Pour l’infirmier coordonnateur, cette réforme change la nature de son rôle d’organisation des soins. Un décret du 4 septembre 2025 reconnaît et encadre le statut d’infirmier coordonnateur en EHPAD, qui exerce en collaboration avec le médecin coordonnateur. Concrètement, l’IDEC devient l’échelon qui doit traduire ces nouvelles prérogatives en organisation de service : qui prescrit quoi, sur quel protocole, avec quelle traçabilité dans le dossier de soins. Cela suppose de revoir les circuits déjà documentés dans le guide de l’audit d’approvisionnement en médicaments en EHPAD, puisque de nouveaux produits de santé – vaccins, dispositifs médicaux, substituts nicotiniques, antalgiques de palier I – entrent désormais dans le circuit de prescription infirmière. L’IDEC devra aussi veiller à ce que ces nouveaux actes s’articulent avec les exigences de la certification HAS, sur le modèle de ce qui est détaillé dans l’article IDEC et démarche qualité HAS en EHPAD : qui valide quoi – la validation des nouveaux actes de prescription infirmière rejoignant les mêmes enjeux de gouvernance qualité et de traçabilité documentaire.

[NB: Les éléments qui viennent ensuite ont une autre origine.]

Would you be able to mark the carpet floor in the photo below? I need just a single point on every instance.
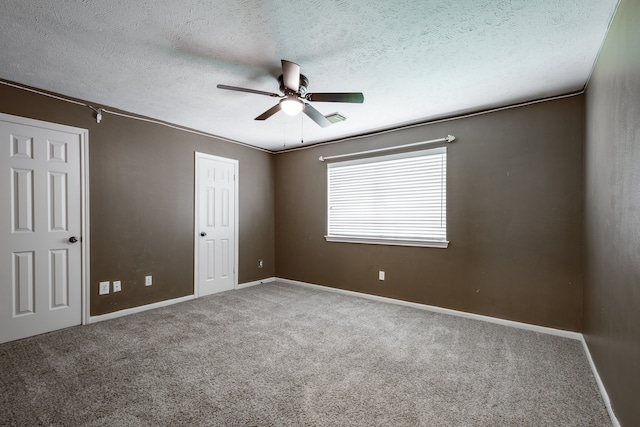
(285, 355)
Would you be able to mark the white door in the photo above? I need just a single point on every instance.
(215, 224)
(40, 227)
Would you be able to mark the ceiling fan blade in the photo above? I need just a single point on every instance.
(243, 89)
(355, 97)
(316, 116)
(270, 112)
(291, 75)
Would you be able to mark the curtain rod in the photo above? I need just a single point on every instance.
(448, 138)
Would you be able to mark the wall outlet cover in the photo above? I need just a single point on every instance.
(104, 288)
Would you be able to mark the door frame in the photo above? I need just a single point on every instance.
(196, 247)
(83, 134)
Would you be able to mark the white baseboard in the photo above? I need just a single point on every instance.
(511, 323)
(256, 282)
(140, 309)
(520, 325)
(603, 391)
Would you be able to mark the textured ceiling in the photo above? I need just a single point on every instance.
(414, 60)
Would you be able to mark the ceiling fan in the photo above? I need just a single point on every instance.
(294, 87)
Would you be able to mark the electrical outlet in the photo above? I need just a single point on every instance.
(104, 288)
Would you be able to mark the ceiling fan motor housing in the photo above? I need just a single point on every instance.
(302, 90)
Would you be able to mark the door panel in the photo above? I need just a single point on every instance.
(40, 269)
(215, 224)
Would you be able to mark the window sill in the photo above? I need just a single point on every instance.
(443, 244)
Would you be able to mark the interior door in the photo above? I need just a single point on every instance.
(215, 227)
(40, 226)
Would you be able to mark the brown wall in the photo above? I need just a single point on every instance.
(612, 214)
(142, 201)
(514, 219)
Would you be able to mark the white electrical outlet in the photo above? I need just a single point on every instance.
(104, 288)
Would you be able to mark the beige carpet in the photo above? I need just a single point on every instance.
(282, 355)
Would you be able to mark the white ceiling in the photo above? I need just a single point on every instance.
(414, 60)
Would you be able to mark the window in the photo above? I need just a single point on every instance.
(399, 199)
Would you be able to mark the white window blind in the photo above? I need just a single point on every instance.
(396, 199)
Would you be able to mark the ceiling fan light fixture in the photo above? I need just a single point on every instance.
(291, 106)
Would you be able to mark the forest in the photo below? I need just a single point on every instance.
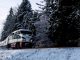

Pour le médecin coordonnateur

Pour le médecin coordonnateur, l’enjeu est moins celui de la prescription elle-même que celui de l’articulation des rôles au sein de l’équipe. En l’absence de médecin, l’infirmier est désormais habilité à mettre en œuvre des protocoles de soins d’urgence face à une situation d’urgence ou de détresse psychologique, ce qui rejoint directement les protocoles que le médecin coordonnateur doit déjà co-construire avec l’équipe soignante. Sur le plan de la facturation, la prudence reste de mise : la nomenclature générale des actes professionnels (NGAP) comprend les dispositions générales et la liste des actes pris en charge par l’Assurance Maladie, et elle reste la nomenclature de référence pour les actes cliniques des auxiliaires médicaux, dont les infirmiers. Aucune précision chiffrée sur la cotation des nouveaux actes de prescription infirmière n’a toutefois été publiée à ce jour par l’Assurance Maladie : les établissements devront suivre les prochaines mises à jour de la NGAP avant d’ajuster leurs organisations.

Perspectives

Plusieurs chantiers restent ouverts pour que cette réforme produise ses effets en EHPAD. Le premier concerne la formation : chaque nouvel acte de prescription implique une mise à jour des protocoles internes, des formations continues et des délégations de tâches formalisées entre médecin coordonnateur et équipe infirmière. Le second concerne le suivi de la démographie infirmière propre au secteur médico-social : si les tendances nationales dessinent une progression du nombre d’infirmiers à l’horizon 2050, aucune donnée publique ne permet aujourd’hui d’isoler la situation spécifique des effectifs infirmiers en EHPAD, ce qui invite à la prudence sur l’ampleur réelle du soulagement attendu par les établissements en tension de recrutement. Le troisième chantier, enfin, est financier : la cotation NGAP des nouveaux actes de prescription infirmière n’est pas encore tranchée publiquement, et les directions d’établissement auront intérêt à suivre les prochaines communications de l’Assurance Maladie avant d’anticiper un quelconque impact budgétaire sur leurs organisations de soins.

Mini-FAQ

Depuis quand les arrêtés du 26 juin 2026 s’appliquent-ils en EHPAD ?
Les arrêtés ont été publiés au Journal officiel. Le nouveau cadre entre en vigueur le lendemain de la publication de l’arrêté d’application, et au plus tard le 30 juin 2026.
Le diagnostic infirmier est-il concerné par cette réforme ?
Oui. La loi consacre la consultation infirmière et le diagnostic infirmier, et l’arrêté du 26 juin 2026 relatif aux actes et soins confirme que l’infirmier est habilité à conduire, en autonomie, des consultations infirmières définies à l’article R. 4311-3.
Quel est le rôle de l’IDEC dans la mise en oeuvre de ces nouveaux actes ?
Un décret du 4 septembre 2025 reconnaît et encadre le statut d’infirmier coordonnateur en EHPAD, qui exerce en collaboration avec le médecin coordonnateur, ce qui en fait l’acteur central de l’organisation et de la traçabilité des nouveaux actes de prescription infirmière au sein de l’établissement.